Escalate urgently (arrange transport or begin antibiotics, do not delay dressing changes):

  • Wounds with numbness, tingling, or loss of movement distal to the injury — possible nerve or tendon damage
  • Wounds that actively bleed with each dressing change despite appropriate treatment
  • Any wound in an immunocompromised person (diabetes, HIV, steroid use) that is not improving within 48 hours — immune suppression dramatically accelerates infection

Manage and monitor (continue field care, no immediate escalation):

  • Normal redness and warmth at the wound edge within 48 hours
  • Clear to slightly cloudy discharge in a wound with no odor
  • Mild pain that is decreasing over the first 48–72 hours

For the intersection of wound infection and systemic illness management, see infection. For bleeding control before wound care can begin, see bleeding control.


Wound care kit

Assemble a wound module inside your home medical kit.
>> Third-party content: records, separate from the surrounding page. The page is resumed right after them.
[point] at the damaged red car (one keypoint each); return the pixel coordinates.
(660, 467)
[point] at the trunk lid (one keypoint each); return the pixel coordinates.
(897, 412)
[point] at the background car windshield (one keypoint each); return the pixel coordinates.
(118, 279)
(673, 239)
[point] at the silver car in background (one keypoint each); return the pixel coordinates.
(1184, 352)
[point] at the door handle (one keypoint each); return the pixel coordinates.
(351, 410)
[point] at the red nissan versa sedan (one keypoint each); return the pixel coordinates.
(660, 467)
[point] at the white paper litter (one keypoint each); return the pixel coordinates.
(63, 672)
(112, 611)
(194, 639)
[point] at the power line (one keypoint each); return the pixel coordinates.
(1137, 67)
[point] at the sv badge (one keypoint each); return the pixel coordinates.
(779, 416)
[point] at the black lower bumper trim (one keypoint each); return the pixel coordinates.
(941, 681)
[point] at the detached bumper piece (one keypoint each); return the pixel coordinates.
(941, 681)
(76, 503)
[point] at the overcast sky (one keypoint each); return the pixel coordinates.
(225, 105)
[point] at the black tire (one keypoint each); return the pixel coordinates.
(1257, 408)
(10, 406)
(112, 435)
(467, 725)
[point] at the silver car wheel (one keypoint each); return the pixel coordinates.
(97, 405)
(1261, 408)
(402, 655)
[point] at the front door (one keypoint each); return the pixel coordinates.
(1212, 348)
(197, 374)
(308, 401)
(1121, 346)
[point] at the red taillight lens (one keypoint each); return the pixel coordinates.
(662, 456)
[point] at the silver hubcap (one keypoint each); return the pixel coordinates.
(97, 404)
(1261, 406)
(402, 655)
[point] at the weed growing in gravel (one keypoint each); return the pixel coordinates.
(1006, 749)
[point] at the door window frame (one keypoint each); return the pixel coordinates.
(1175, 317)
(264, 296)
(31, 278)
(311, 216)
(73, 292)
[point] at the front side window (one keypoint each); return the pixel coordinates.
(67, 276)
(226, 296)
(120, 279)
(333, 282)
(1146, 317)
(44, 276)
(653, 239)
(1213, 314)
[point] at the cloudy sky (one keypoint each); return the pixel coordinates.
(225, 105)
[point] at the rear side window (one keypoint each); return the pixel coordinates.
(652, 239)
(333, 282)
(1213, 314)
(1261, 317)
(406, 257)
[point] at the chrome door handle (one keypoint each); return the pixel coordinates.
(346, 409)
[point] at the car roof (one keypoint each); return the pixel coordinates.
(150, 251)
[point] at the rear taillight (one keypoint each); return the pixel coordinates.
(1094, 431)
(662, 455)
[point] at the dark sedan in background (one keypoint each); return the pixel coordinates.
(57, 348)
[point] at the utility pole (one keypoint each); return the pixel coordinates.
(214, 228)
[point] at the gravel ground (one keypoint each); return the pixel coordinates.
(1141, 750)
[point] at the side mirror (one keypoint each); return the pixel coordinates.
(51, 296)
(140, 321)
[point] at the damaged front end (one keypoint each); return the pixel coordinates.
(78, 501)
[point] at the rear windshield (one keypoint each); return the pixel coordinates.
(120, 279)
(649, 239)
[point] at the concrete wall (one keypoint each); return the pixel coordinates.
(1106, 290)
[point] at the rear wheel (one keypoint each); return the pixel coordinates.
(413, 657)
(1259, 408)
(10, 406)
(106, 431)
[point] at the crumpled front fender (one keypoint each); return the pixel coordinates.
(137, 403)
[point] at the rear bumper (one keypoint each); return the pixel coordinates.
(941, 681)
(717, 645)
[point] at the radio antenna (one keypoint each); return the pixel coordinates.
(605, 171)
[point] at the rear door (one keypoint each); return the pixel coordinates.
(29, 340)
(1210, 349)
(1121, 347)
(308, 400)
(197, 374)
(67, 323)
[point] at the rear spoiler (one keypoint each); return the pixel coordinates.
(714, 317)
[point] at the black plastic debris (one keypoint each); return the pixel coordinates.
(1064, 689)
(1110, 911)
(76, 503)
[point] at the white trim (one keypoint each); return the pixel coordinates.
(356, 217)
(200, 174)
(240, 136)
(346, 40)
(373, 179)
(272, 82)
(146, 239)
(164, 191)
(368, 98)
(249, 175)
Every item below serves a specific function — there is no padding on this list.

Item Quantity Function
Saline solution (0.9%), 500 mL bag or bottle 2–4 Irrigation; wound rinse
35–60 mL syringes 4 High-pressure irrigation delivery
18–19 gauge angiocatheters or blunt irrigating tips 6 Achieve 25–40 psi from syringe
Non-adherent dressings (Adaptic, Telfa), 3×3 inch (7.5×7.5 cm) 20 Contact layer — prevents wound bed disruption
Gauze pads, 4×4 inch (10×10 cm), sterile 30 Absorbent layer; wound cleaning
Gauze pads, 2×2 inch (5×5 cm), sterile 20 Smaller wounds; packing support
Conforming gauze roll (Kerlix), 3 inch (7.5 cm) 6 Securing wrap layer
Medical tape (1 inch / 2.5 cm) 2 rolls Securing dressings
Closure strips (Steri-Strips), 1/4 inch × 3 inch (6 mm × 7.5 cm) 4 packs Primary closure for clean lacerations
Tincture of benzoin swabs 10 Adhesion enhancement for strips
Nitrile gloves (medium and large) 10 pairs Universal precautions
Irrigation splash guard (optional) 1 Protect eyes during high-pressure flush
Permanent marker 1 Track cellulitis margins
Penlight 1 Wound depth inspection
Stiff-bristled scrub brush (sterile or clean) 2 Abrasion decontamination
Antiseptic wipes (chlorhexidine or povidone-iodine) 20 Skin surface prep around wound

Wound care readiness checklist

  • Assemble the wound module and store it in the home medical kit
  • Practice the irrigation setup — fill a 35 mL syringe, attach the tip, and practice pushing pressure on a wet sponge before you need to do it on a wound
  • Memorize the wounds-not-to-close list: punctures, bites, old wounds, contaminated wounds, infected wounds
  • Stock a permanent marker specifically for tracking cellulitis margins
  • Review the infection timeline table monthly — it is easy to forget that redness in the first 48 hours is expected, while redness at day 3–5 is not
  • Cross-reference your antibiotic stock: amoxicillin-clavulanate covers bite wounds; the dental kit's amoxicillin is second choice
  • Know when escalation is not optional — red streaks, high fever, numbness distal to wound

Good wound care keeps the bacteria out, supports the body's own healing, and catches the 10% of wounds that are heading in the wrong direction before they turn into a systemic problem. For injury scenarios where bleeding control must happen before wound care is possible, see bleeding control. For the downstream problem of a wound that progresses to systemic infection, see infection.